Glusterfs Distributed File System on Amazon EC2
A lot of people are using Amazon EC2 to build web site clusters. The EBS storage provided is quite reliable, but you still really need a clustered file-server to reliably present files to the servers.
Unfortunately AWS doesn’t support floating virtual IPs so the normal solutions of using nfs servers on a virtual IP managed by heartbeat or something is just not available. There is a cookbook for a Heath Robinson approach using vtunnel etc., but it has several problems not least its complexity.

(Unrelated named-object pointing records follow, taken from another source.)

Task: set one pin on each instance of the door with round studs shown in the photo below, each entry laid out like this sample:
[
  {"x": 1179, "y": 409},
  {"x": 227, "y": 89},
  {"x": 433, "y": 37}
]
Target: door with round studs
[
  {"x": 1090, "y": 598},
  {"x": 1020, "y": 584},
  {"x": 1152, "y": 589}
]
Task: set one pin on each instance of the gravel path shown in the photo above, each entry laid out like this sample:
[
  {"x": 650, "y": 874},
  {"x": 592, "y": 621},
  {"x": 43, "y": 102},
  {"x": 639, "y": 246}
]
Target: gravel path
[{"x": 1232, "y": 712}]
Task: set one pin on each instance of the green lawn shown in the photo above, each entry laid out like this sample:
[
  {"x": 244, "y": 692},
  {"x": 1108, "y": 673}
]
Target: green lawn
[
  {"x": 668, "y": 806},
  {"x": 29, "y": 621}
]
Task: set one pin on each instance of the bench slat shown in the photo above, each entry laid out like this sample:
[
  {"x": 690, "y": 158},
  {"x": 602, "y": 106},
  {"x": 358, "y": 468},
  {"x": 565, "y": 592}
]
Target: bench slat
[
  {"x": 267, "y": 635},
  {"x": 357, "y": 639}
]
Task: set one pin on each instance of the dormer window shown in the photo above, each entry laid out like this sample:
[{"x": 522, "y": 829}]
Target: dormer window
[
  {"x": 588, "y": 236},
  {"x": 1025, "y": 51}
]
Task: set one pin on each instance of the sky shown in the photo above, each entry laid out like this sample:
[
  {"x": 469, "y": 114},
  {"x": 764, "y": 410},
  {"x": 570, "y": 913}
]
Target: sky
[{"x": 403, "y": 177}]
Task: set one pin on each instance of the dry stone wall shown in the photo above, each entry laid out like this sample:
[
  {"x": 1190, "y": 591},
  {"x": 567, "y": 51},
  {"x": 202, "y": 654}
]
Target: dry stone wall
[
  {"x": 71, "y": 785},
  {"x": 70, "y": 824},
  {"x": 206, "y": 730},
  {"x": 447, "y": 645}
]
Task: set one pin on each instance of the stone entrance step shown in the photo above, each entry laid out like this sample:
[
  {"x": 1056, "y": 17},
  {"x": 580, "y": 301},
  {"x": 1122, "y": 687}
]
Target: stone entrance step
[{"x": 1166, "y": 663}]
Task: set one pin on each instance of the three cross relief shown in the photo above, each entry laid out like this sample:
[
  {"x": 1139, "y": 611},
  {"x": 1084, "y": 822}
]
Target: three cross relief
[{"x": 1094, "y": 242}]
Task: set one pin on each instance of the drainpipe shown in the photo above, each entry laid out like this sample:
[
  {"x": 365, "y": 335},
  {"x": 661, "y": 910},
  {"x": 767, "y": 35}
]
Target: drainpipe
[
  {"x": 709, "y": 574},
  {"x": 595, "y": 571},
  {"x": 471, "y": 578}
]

Fortunately there’s glusterfs. Gluster is mainly built for very large scale, peta-byte, storage problems – but it has features that make glusterfs perfect as a distributed file system on amazon EC2:
- No extra meta-data server that would also need clustering
- Highly configurable, with a “stacked filter” architecture
- Not tied to any OS or kernel modules (except fuse)
- Open Source
I use ubuntu on EC2 so the rest of this article will focus on that, but gluster can be used with any OS that has a reliable fuse module.
I’ll show how to create a system with 2 file severs (known as “bricks”) in a mirrored cluster with lots of clients. All gluster config will all be kept centrally on the bricks.
At the time of writing the ubuntu packages are still in the 2.* branch (though v3.0.2 of gluster will be packaged into Ubuntu 10.4 “Lucid Lynx”) so I’ll show how to compile from source (other installation docs can be found on the gluster wiki but it tends to be a bit out of date).
To compile version 3.0.3 from the source at http://ftp.gluster.com/pub/gluster/glusterfs
apt-get update
apt-get -y install gcc flex bison
mkdir /mnt/kits
cd /mnt/kits
wget http://ftp.gluster.com/pub/gluster/glusterfs/3.0/3.0.3/glusterfs-3.0.3.tar.gz
tar fxz glusterfs-3.0.3.tar.gz
cd glusterfs-3.0.3
./configure && make && make install
ldconfig
Clean up the compilers:
apt-get -y remove gcc flex bison
apt-get autoremove
This is done on both the servers and clients as the codebase is the same for both, but on the client we should prevent the server from starting by removing the init scripts:
# only on the clients
rm /etc/init.d/glusterfsd
rm /etc/rc?.d/*glusterfsd
It’s also useful to put the logs in the “right” place by default on all boxes:
[ -d /usr/local/var/log/glusterfs ] && mv /usr/local/var/log/glusterfs /var/log || mkdir /var/log/glusterfs
ln -s /var/log/glusterfs /usr/local/var/log/glusterfs
And clear all config:
rm /etc/glusterfs/*
Ok, that’s all the software installed, now to make it work.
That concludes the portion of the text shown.